10. The method of claim 1, further comprising: acquiring animation sequence frames corresponding to an animation video, wherein the animation sequence frames comprise M animation sequence frame images, each animation sequence frame image comprises a foreground area and a background area, the foreground area is used for displaying an animation object, the background area is transparent, and the animation sequence frames are displayed on the target layer;

and synthesizing the video sequence frame, the animation sequence frame and the target stage element according to the layer relation between the associated layer and the target layer to obtain the target video.

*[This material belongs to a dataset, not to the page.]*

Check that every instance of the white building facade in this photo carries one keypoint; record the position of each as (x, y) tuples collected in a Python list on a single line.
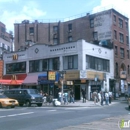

11. The method of claim 1, further comprising:

acquiring audio to be played;

synthesizing the video sequence frame and the target stage element according to the layer relation between the associated layer and the target layer to obtain a video to be processed;

12. The method according to any one of claims 1 to 11, wherein after the synthesizing of the video sequence frames and the target stage element according to the layer relationship between the associated layer and the target layer to obtain a target video, the method further comprises:

when a playing operation for the target video is detected, playing the target video;

when the target video is playing, if the pause operation aiming at the target video is detected, pausing the playing of the target video;

when the target video is paused to be played, if the playing operation aiming at the target video is detected, the target video is continuously played;

when the target video is being played, if the skip operation aiming at the target video is detected, the target video is finished being played.

13. A video compositing apparatus, comprising:

a determining module, configured to determine, in response to the element selection instruction, a target stage element from selectable stage elements corresponding to the target stage type, where the target stage element is shown in an associated layer;

the acquiring module is further configured to acquire a video sequence frame corresponding to a live-action shooting video, where the video sequence frame includes M sequence frame images, each sequence frame image includes a foreground region and a background region, the foreground region is used for displaying a target object, the background region is transparent, the video sequence frame is displayed in a target layer, and M is an integer greater than 1;

and the processing module is used for synthesizing the video sequence frames and the target stage elements according to the layer relation between the associated layer and the target layer to obtain a target video, wherein the target video comprises M synthesized video frames.

14. A terminal device, comprising: a memory, a transceiver, a processor, and a bus system;

wherein the memory is used for storing programs;

the processor for executing a program in the memory, the processor for performing the method of any one of claims 1 to 12 according to instructions in the program code;

15. A computer-readable storage medium comprising instructions that, when executed on a computer, cause the computer to perform the method of any of claims 1 to 12.